Earthquakes

Measuring Earthquakes

A device called a seismometer measures the amount of ground shaking during an earthquake. This can detect all three types of waves.

http://study.com/academy/lesson/what-is-a-seismograph-definition-history-facts.html

What is the difference?

Intensity – measures the ground shaking. Often measured using the Mercalli Scale, based on observation of structural damage.

Magnitude- related to the amount of movement in the fault and the subsequent energy release. Magnitude is measured at the epicentre.

Secondary Hazards

__Liquefaction: __

Leads to the instability of buildings and potential collapse of buildings in the most severe cases.

It is the process by which water saturated material can lose it’s natural strength and behave more like a liquid.

In loose materials where water can fill in the spaces between each individual particle.

On land made up of silts and sands, can be a big problem on reclaimed land. This has been the case in San Francisco and Japan in the past.

In San Francisco, much of the liquefaction-related damage in the 1906 earthquake occurred in “reclaimed” areas that were once bay or marshland. These areas of filled or “made” land were typically filled with pumped or dredged sediment from the Bay floor. Although the extent of filled or “made” land was not as great as it is now, there were still large areas of San Francisco that suffered from poorly engineered fills and liquefaction of these fills.

Impacts of liquefaction:

Damage to buildings.

Damage to roads and bridges.

Damage to telecommunication and other services (gas, electricity and sewerage) which run through upper levels of the ground.
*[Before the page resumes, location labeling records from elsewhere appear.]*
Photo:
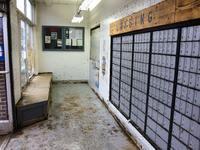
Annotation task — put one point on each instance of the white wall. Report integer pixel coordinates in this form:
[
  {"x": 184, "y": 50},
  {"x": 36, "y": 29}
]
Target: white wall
[
  {"x": 64, "y": 65},
  {"x": 16, "y": 57},
  {"x": 105, "y": 21}
]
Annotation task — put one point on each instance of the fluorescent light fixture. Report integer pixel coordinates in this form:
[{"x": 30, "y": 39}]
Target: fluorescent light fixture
[
  {"x": 84, "y": 5},
  {"x": 77, "y": 18},
  {"x": 89, "y": 4},
  {"x": 93, "y": 4}
]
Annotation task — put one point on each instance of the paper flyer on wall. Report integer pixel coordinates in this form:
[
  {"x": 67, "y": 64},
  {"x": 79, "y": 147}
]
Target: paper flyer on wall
[
  {"x": 54, "y": 35},
  {"x": 59, "y": 42},
  {"x": 74, "y": 42},
  {"x": 47, "y": 39},
  {"x": 68, "y": 42},
  {"x": 80, "y": 42},
  {"x": 104, "y": 59}
]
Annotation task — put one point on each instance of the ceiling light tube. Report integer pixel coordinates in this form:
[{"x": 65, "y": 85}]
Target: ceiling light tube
[
  {"x": 77, "y": 18},
  {"x": 93, "y": 4}
]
Delivery of aid is restricted.

Cost of rebuilding.

Landslides:

These are largely affected by the intensity (the level of shaking) experienced during an earthquake.

Landslides rarely occur when magnitudes are less than 4.

Tsunamis

Tsunamis can be linked to volcanoes, landslides, earthquakes and meteorites, but they are one of the most distinctive and well known secondary hazards of EARTHQUAKES.

Tsunamis are a result of a huge displacement of water. They are NOT linked to normal tidal processes and they are NOT tidal waves.

Tsunamis differ from normal waves in several ways:

Long wavelengths (150 – 1500km)

Low amplitude (offshore wave height – 0.5 to 5m)

Fast velocities (speed – up to 600 kph)

A series of waves, not just one on it’s own.

A result of seabed displacement. Earthquakes, figure 1

They span outwards across oceans – they travel across the world.